Think about the implications of this. A proprietary half-million-line codebase was legally open-sourced overnight because another AI rewrote it into Python. If any codebase can be defensively synthesized in hours, closed-source agent harnesses are completely indefensible. The entire concept of proprietary source code is dead.
The final nail in the coffin is OpenClaude. Hosted on a decentralized platform called Gitlawb (which ignores takedown requests), OpenClaude is a fork of the leaked TS codebase that strips out the Anthropic-only restrictions and adds an OpenAI-compatible provider shim.
You can now run Claude Code's pristine, $2.5 billion agent harness using whatever model you want. All of the tools—bash, remote read/write, grep, agents, tasks, MCP—work perfectly when hooked up to GPT-4o, DeepSeek, Gemini, Llama, or your local Ollama instance.
Here is what the setup looks like for GPT-4o:
# Clone the decentralized repo
git clone https://node.gitlawb.com/z6MkqDnb7Siv3Cwj7pGJq4T5EsUisECqR8KpnDLwcaZq5TPr/openclaude.git
cd openclaude
# Install & build
bun install
bun run build
# Hook it up to GPT-4o
export CLAUDE_CODE_USE_OPENAI=1
export OPENAI_API_KEY=sk-your-key-here
export OPENAI_MODEL=gpt-4o
Anthropic spent massive time and money building the perfect multi-agent orchestration layer, and now we all have it. It proves what I've been saying for months: the agent harness isn't the moat. The foundational model is the moat. If your sophisticated harness works just as well with DeepSeek or Llama 3.3, keeping the harness proprietary is pointless.

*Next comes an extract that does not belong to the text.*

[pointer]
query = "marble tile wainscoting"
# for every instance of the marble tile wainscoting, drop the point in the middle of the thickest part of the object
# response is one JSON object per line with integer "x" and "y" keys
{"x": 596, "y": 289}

Every developer building with AI needs to clone OpenClaude right now. Read the code. Understand how the tiered memory structures and bash validation logic keep the contextual drift low. Look at the anti-distillation fake tools they inject to pollute competitors' training data.
I'm not telling you to use it instead of paying Anthropic. If you want the best results, you'll still need their highest-tier models. But you absolutely must understand how production-grade agents actually work. Thanks to a 59.8 MB developer error, the secrets are entirely out in the open.